House passes bill addressing retardation in death penalty cases

Jurors would have to unanimously decide that a defendant convicted of
murder was not mentally retarded before they could consider the death
penalty under a bill approved Monday by the state House of Representatives.

The bill is intended to bring Pennsylvania law in line with U.S. Supreme
Court guidelines established after a landmark 2002 ruling that banned the
execution of mentally retarded defendants. The court left it up to the
states to define mental retardation and determine who decides if a
defendant is retarded.

The House bill passed 169-28 after a debate in which opponents argued that
judges should determine whether defendants are retarded before they go to
trial rather than having juries do so after they are convicted. The
measure now goes to the state Senate for consideration.

Under the bill, sponsored by Rep. Dennis M. O'Brien, R-Philadelphia, if a
jury was not unanimous in concluding that a defendant was not retarded, he
or she would be sentenced to life in prison.

"Juries have always decided whether a killer can be acquitted by reason of
insanity," O'Brien said. "There is no good reason why juries should be
stripped of a substantial portion of their power to determine the question
of mental retardation in capital murder cases."

Rep. Kathy Manderino, D-Philadelphia, tried unsuccessfully to amend the
bill to place the responsibility of determining mental retardation with
the trial judge in a pretrial proceeding.

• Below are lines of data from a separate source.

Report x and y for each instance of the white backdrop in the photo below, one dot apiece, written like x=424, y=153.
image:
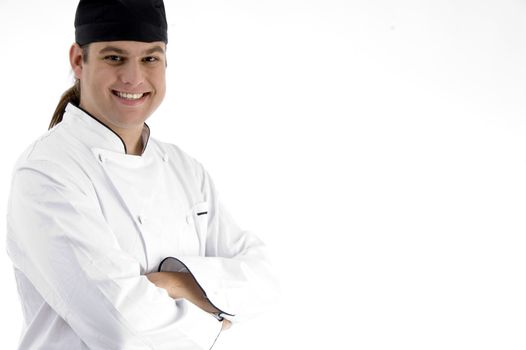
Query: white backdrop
x=377, y=147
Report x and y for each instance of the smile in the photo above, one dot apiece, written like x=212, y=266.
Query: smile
x=129, y=96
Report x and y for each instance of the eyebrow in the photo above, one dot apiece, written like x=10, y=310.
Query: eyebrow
x=115, y=49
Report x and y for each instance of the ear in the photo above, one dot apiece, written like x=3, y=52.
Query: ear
x=76, y=60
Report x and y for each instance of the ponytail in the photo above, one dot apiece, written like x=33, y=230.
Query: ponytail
x=71, y=95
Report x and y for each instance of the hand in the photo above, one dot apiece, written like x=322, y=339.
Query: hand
x=226, y=325
x=182, y=285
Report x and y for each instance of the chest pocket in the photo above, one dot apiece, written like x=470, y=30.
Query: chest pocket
x=197, y=218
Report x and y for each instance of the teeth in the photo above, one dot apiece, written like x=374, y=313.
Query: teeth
x=128, y=96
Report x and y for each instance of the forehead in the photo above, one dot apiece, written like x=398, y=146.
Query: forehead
x=128, y=47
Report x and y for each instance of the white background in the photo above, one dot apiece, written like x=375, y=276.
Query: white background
x=378, y=147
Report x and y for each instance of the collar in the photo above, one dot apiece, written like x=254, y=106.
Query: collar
x=97, y=134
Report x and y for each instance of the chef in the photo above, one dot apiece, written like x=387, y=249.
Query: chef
x=118, y=240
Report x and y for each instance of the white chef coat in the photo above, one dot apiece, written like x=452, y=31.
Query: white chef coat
x=86, y=222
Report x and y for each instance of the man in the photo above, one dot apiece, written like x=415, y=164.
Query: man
x=119, y=241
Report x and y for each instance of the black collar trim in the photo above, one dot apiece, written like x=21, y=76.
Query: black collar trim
x=120, y=138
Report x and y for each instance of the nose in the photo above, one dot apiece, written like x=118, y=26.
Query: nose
x=131, y=74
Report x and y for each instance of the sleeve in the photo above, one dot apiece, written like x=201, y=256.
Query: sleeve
x=235, y=274
x=59, y=239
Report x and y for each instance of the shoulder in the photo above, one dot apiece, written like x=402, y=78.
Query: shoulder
x=55, y=155
x=177, y=156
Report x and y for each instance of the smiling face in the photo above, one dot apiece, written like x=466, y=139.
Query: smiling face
x=122, y=82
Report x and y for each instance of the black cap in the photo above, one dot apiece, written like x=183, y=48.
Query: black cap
x=112, y=20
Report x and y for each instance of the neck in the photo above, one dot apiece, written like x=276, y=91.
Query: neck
x=132, y=138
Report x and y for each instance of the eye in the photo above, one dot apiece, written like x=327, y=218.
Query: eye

"The mental retardation is something that needs to have been demonstrated
conclusively during childhood," Manderino said. "That is something that
can be taken into account before we go to trial and spend all the time,
energy and resources on a capital case jury in an instance where the
person is not even eligible to get the death penalty."

However, O'Brien argued that a pretrial process would be "costly and
wasteful," bringing up testimony that will be rehashed during a trial.

The House vote comes 6 months after the state Supreme Court set
standards by which murder defendants can prove they are mentally retarded
and avoid the death penalty. The court, however, also urged the
Legislature to adopt its own standards.

The court said in its December 2005 ruling that it would not rely on a
"cutoff IQ score" and instead adopted a system that takes into account
both "limited intellectual functioning" and "deficiencies in adaptive
skills."

The court ruled in a case involving a defendant's post-conviction appeal,
so it did not say how its new rules should apply to new murder cases. Its
ruling did not make clear whether a judge or jury should determine
retardation, or if that should be done before trial or after conviction.